FLÁVIA MARREIRO
DA REPORTAGEM LOCAL
A negociação para um acordo militar entre EUA e Colômbia levanta perguntas legítimas na região: se Bogotá vai bem na luta antidrogas, com base nos números de 2008 da ONU sobre o tema, e se as Farc (Forças Armadas Revolucionárias da Colômbia) estão mais debilitadas do que nunca, por que é necessária a maior presença militar americana no país?
Quem formula é Markus Schultze-Kraft, diretor para a América Latina do "think tank" International Crisis Group (ICG), que tem os estudos mais amplos sobre o conflito colombiano e narcotráfico na região.
Em entrevista por telefone, de Bogotá, ele diz que é legítimo que Equador, Venezuela ou Brasil exijam clareza a respeito de um acordo que poderia - frisa o condicional - trazer vantagem estratégica para a Colômbia em termos de capacidade militar, monitoramento aéreo.
Em conjunto, a falta de transparência das negociações, a ausência de uma diplomacia efetiva na Colômbia - "que só tem política externa para os EUA" - e o uso provocativo que Venezuela e Equador fazem da política externa resultam no que Schultze-Kraft chama de ambiente de "profunda desconfiança". Um elemento dessa tensão e que pode contribuir para a instabilidade da região, diz, é que "Bogotá insiste no seu direito de perseguir as Farc onde quer que seja".
Schultze-Kraft afirma que as fronteiras com a Venezuela e o Equador são um pilar débil da estratégia contra as Farc, empurradas para as bordas pela ofensiva militar. No argumento de Bogotá e de Washington, Quito e Caracas se recusam a "fazer seu trabalho" na luta antidrogas e antiguerrilha, na premissa de que o conflito se internacionalizou. Ainda os acusam de ter elos com as Farc.
A despeito dos laços existirem ou não, o diretor pondera que há uma diferença "qualitativa" entre a situação da Colômbia e dos vizinhos. "Como o narcotráfico está muito ligado ao conflito colombiano, seria possível dizer que há internacionalização até certo ponto. Mas o que a Colômbia vive é um conflito militar. São as Forças Armadas em guerra contra um força armada irregular e ilegal, as Farc", o que requer diferentes estratégias e custos, e só um longo trabalho diplomático pode produzir cooperação efetiva.

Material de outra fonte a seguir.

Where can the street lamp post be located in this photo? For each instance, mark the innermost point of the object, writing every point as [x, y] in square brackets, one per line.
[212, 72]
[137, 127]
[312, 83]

Uma das preocupações de Venezuela e Equador com o acordo, segundo ele, é se verem mais expostos como países lenientes com o narcotráfico. E, nesse ponto, o diretor critica Caracas por dizer que é vítima de um problema colombiano.
Schultze-Kraft defende que uma coordenação latino-americana na luta antidrogas – sem prescindir dos EUA, mas com proeminência do Brasil, que tem recursos técnicos como o sistema Sivam, mas "que nunca se interessou" suficientemente pelo tema- ajudaria. Ele aposta que a Unasul, se consolidada, pode ser um mecanismo.